We'll be right back after a short break. I'm Tanya Mosley, and this is Fresh Air. You write about how, I mean, you used to shake and sob after caring for patients. But somewhere along the way, you kind of have to stop that. Because if you do it every single time, every single day, I mean, just everything would be taken out of you.
I mean, it just also made me wonder, is numbness inevitable in the work that you do? And how does that impact the work?
I mean, it's such an important question. And people don't necessarily know how much the burnout of physicians impacts their overall sort of mental state and physical well-being. Physicians in this country and especially so female physicians in this country have four times the suicide rate of any other profession.
Really?
They absolutely do. And why do you think that is? I know. I'm always asked, like, what is that? And I don't have the exact answer for it. I don't have the statistics or the data or the understanding of why that is.
But I do know that there's something about the compassion fatigue that I believe happens alongside sort of the expectations of what it is to be a working woman in this country or working mother in this country. And I think...

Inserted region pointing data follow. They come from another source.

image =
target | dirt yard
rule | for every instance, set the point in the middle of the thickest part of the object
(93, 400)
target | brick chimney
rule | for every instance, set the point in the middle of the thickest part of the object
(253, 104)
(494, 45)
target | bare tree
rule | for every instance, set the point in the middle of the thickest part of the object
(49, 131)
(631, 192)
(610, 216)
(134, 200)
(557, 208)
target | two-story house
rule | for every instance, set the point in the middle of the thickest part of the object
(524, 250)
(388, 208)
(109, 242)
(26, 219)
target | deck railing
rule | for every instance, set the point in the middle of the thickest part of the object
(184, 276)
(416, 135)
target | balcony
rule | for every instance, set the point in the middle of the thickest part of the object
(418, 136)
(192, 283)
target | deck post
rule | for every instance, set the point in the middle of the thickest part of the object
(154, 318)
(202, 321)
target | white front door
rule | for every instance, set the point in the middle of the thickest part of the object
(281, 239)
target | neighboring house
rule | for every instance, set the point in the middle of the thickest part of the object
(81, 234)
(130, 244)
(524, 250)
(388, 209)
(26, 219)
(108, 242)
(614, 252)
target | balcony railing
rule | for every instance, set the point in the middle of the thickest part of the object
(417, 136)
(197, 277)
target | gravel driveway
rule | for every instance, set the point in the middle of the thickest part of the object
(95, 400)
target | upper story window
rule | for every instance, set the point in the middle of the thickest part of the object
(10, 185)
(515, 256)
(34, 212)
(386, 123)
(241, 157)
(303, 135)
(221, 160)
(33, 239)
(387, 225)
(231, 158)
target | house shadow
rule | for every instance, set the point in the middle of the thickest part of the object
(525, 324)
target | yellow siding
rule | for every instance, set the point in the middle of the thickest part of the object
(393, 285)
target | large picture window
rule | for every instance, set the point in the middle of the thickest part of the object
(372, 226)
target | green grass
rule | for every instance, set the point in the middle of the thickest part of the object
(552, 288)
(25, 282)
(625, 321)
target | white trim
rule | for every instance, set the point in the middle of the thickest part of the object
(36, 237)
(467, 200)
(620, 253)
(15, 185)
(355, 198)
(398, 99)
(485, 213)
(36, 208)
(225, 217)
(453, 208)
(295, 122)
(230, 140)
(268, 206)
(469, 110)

There's got to be something in that tension that has made it even more difficult for female physicians, even though I know plenty of male physicians who have also felt that emotional burden. And, you know, we don't do a very good job of taking care of our doctors. We don't have a lot of support. We tend to go from trauma to seeing the next patient within minutes.
There's not a lot of recovery because physicians, for the most part, they're a pretty resourceful bunch. They have a pretty high resilience. And so if physicians are feeling the burnout, I really think it's from a lack of advocacy for what needs to happen in order to support the doctors who you are putting out on the front line, things like technologic support.
Things like having more time with patients, things like not expecting somebody to work for 24 hours. People don't realize that we still take 24-hour shifts as OBGYNs. And some of us will do a 24-hour shift and then we'll show up at our clinic the next day and see patients for another 12. That is the type of thing that is sort of under the radar right now.